Last edited: Oct 15, 2015
10. Oct 17, 2015

### baranas

Thanks, DrDu, however I think that I found a way to explicitly see this periodicity. My problem was that I assumed
that free particle solution $\psi_{\mathbf{k}} = A\exp(i\mathbf{k}\mathbf{r}) + A\exp(i\mathbf{k}\mathbf{r})$
is a special form of a Bloch wave and I couldn't see any periodicity. However if I undestand correctly wavefunction
form $\psi = \exp(i\mathbf{k}\mathbf{r})u(\mathbf{r})$ can only be assumed for a systems with periodic
boundary conditions (Born--Von Karman boundary conditions). And if I plug in $\psi = \exp(ikx)u(x)$ into 1D
free particle Schrodinger equation and apply aditional boundary conditions $u(0)=u(a),\ u'(0)=u'(a)$,
I get a different sollution

\psi(x)=A\underbrace{\exp\left(-i\frac{2\pi}{a}nx\right)}_{u_{n,k}(x)}\exp(ikr)

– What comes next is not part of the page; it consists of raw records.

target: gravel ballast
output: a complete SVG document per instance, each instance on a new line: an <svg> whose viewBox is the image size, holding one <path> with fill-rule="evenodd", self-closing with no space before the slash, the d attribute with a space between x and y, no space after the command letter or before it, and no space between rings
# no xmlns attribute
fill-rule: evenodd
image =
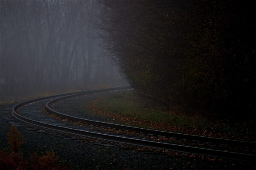
<svg viewBox="0 0 256 170"><path fill-rule="evenodd" d="M83 103L97 97L98 94L84 98L75 98L72 100L83 100ZM81 102L80 102L81 103ZM12 123L16 121L9 114L9 110L14 104L8 104L0 107L0 149L8 150L7 134ZM57 106L56 105L56 106ZM76 108L73 105L74 108ZM88 115L93 117L93 113L88 111ZM74 115L78 116L79 115ZM98 116L97 115L97 116ZM7 119L6 120L6 117ZM87 117L87 118L91 118ZM99 118L94 118L99 120ZM108 118L102 118L101 121ZM12 120L13 119L13 120ZM109 120L111 121L111 120ZM114 123L114 122L113 122ZM99 146L84 141L64 139L63 137L50 135L25 129L26 127L17 127L24 138L26 143L20 151L24 157L29 157L33 152L39 155L44 155L47 151L54 150L59 157L60 163L67 165L70 169L80 170L148 170L148 169L252 169L255 168L254 163L225 159L203 159L201 156L189 156L180 153L169 155L152 153L138 153L133 150L124 150Z"/></svg>

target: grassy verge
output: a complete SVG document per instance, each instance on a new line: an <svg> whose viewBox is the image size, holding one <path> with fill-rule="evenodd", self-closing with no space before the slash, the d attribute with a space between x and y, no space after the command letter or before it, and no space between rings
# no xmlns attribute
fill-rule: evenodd
<svg viewBox="0 0 256 170"><path fill-rule="evenodd" d="M145 106L147 105L147 107ZM111 117L120 123L163 130L253 141L255 130L247 125L232 124L200 115L189 116L148 107L132 92L120 92L93 101L91 107L99 114Z"/></svg>

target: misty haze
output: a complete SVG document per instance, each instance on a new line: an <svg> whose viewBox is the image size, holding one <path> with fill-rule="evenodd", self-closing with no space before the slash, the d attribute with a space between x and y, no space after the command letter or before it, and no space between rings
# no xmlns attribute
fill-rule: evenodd
<svg viewBox="0 0 256 170"><path fill-rule="evenodd" d="M0 0L0 170L256 169L256 11Z"/></svg>

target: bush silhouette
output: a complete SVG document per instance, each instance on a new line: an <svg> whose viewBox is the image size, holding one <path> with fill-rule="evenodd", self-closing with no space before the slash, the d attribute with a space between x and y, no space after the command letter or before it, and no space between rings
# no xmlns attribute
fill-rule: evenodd
<svg viewBox="0 0 256 170"><path fill-rule="evenodd" d="M12 125L7 136L10 149L12 151L17 153L20 146L25 143L20 132L18 130L15 126Z"/></svg>

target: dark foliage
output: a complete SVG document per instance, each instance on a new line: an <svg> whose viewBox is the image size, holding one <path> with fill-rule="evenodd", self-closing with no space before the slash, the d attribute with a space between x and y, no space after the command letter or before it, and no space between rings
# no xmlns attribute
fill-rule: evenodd
<svg viewBox="0 0 256 170"><path fill-rule="evenodd" d="M138 92L188 113L254 116L256 27L251 4L102 2L107 47Z"/></svg>

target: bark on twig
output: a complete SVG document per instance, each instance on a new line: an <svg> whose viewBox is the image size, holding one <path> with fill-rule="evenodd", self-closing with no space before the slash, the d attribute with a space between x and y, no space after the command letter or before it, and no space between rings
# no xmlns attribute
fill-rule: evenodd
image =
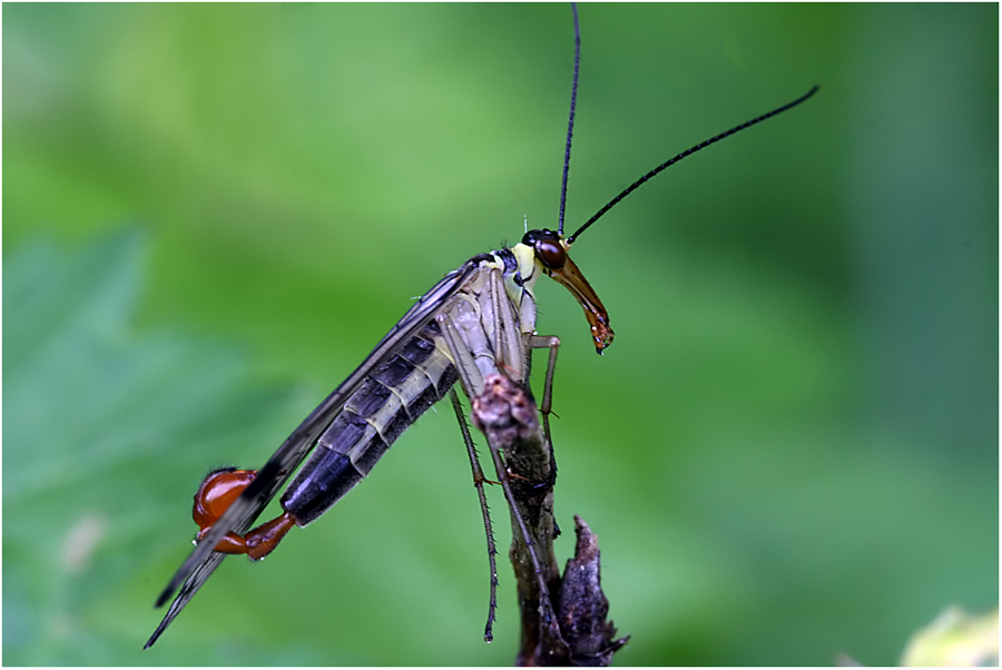
<svg viewBox="0 0 1002 670"><path fill-rule="evenodd" d="M472 404L473 424L488 439L511 511L510 556L522 621L517 663L608 666L629 638L616 640L616 628L606 621L598 539L577 516L574 558L560 575L553 553L557 467L532 396L504 375L489 375Z"/></svg>

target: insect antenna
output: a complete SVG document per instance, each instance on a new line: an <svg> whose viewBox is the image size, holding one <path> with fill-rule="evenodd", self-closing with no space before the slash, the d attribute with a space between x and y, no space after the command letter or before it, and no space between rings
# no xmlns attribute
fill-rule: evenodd
<svg viewBox="0 0 1002 670"><path fill-rule="evenodd" d="M576 81L577 81L577 69L576 69L576 71L574 71L574 78L576 78ZM572 244L578 237L581 236L581 233L583 233L584 230L588 229L588 227L589 227L591 224L593 224L595 221L597 221L603 214L606 214L607 211L609 211L610 209L612 209L612 207L615 207L617 204L619 204L620 200L622 200L622 199L626 198L628 195L630 195L631 193L633 193L635 190L637 190L638 188L640 188L640 186L641 186L642 184L645 184L645 183L646 183L647 180L649 180L650 178L655 177L658 173L660 173L660 171L664 170L665 168L675 165L676 162L678 162L678 161L681 160L682 158L686 158L687 156L691 156L692 154L695 154L696 151L698 151L698 150L700 150L700 149L705 149L705 148L707 148L708 146L710 146L710 145L713 145L713 144L716 144L716 142L718 142L718 141L720 141L720 140L724 139L725 137L730 137L730 136L734 135L735 132L738 132L738 131L740 131L740 130L744 130L745 128L750 128L750 127L754 126L755 124L760 124L762 121L764 121L764 120L766 120L766 119L768 119L768 118L772 118L772 117L776 116L777 114L784 112L784 111L786 111L787 109L790 109L790 108L793 108L793 107L796 107L797 105L799 105L800 102L803 102L804 100L806 100L807 98L809 98L811 96L813 96L814 93L816 93L816 92L817 92L817 88L818 88L818 87L815 86L814 88L812 88L809 91L807 91L806 93L804 93L803 96L800 96L799 98L797 98L796 100L794 100L793 102L787 102L787 104L784 105L783 107L777 107L777 108L774 109L773 111L768 111L768 112L762 115L760 117L756 117L756 118L752 119L750 121L745 121L745 122L741 124L740 126L735 126L734 128L731 128L730 130L727 130L726 132L721 132L720 135L717 135L716 137L711 137L711 138L709 138L709 139L707 139L707 140L704 140L704 141L699 142L698 145L696 145L695 147L690 147L690 148L686 149L685 151L682 151L682 152L679 154L678 156L676 156L676 157L674 157L674 158L669 158L668 160L666 160L665 162L662 162L661 165L659 165L659 166L656 167L655 169L650 170L649 173L647 173L646 175L644 175L642 177L640 177L639 179L637 179L636 181L633 181L632 184L630 184L628 187L626 187L626 188L622 190L622 193L620 193L618 196L616 196L615 198L612 198L611 200L609 200L609 201L606 204L605 207L602 207L601 209L599 209L598 211L596 211L595 215L593 215L590 219L588 219L587 221L584 221L584 225L583 225L583 226L581 226L580 228L578 228L577 230L574 230L574 234L567 238L567 244L568 244L568 245ZM571 105L571 110L572 110L572 111L571 111L571 119L573 119L573 104ZM569 136L569 135L568 135L568 138L567 138L567 145L568 145L568 151L570 151L570 136ZM564 180L567 179L566 170L567 170L567 168L564 167ZM562 200L562 199L561 199L561 203L560 203L560 215L561 215L561 223L562 223L562 219L563 219L563 200Z"/></svg>
<svg viewBox="0 0 1002 670"><path fill-rule="evenodd" d="M560 217L557 231L563 235L563 206L567 203L567 174L570 170L570 141L574 135L574 106L578 102L578 71L581 68L581 29L578 26L578 6L571 2L574 13L574 81L571 85L571 112L567 121L567 146L563 149L563 180L560 183Z"/></svg>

which now depends not only on continuous parameter $\mathbf{k}$ but also on discrete integer $n$. With dispersion relation

E_n(k) = \frac{\hbar^2 (k - \frac{2\pi}{a}n)}{2m_e}

For fixed $n$ I get parabolas which are separated in $E$ vs $k$ graphs by reciprocal latice vectors.

However if I redefine indexes $n$ in such way that:
\begin{equation*}
u^\ast_{k, 1} =
\begin{cases}
u_{k, 1} & \text{if } -2\pi/a \leq k \leq 2\pi/a \\
u_{k + 2\pi/a, 2} & \text{if } 2\pi/a \leq k \leq 4\pi/a \\
\cdots
\end{cases}
\end{equation*}
I can have a periodic solutions:
\begin{equation*}
\psi^{\ast}_{n, k} = \exp(ikx)u^\ast_{k, n}(x) = \psi^{\ast}_{n, k + 2\pi/a}
\end{equation*}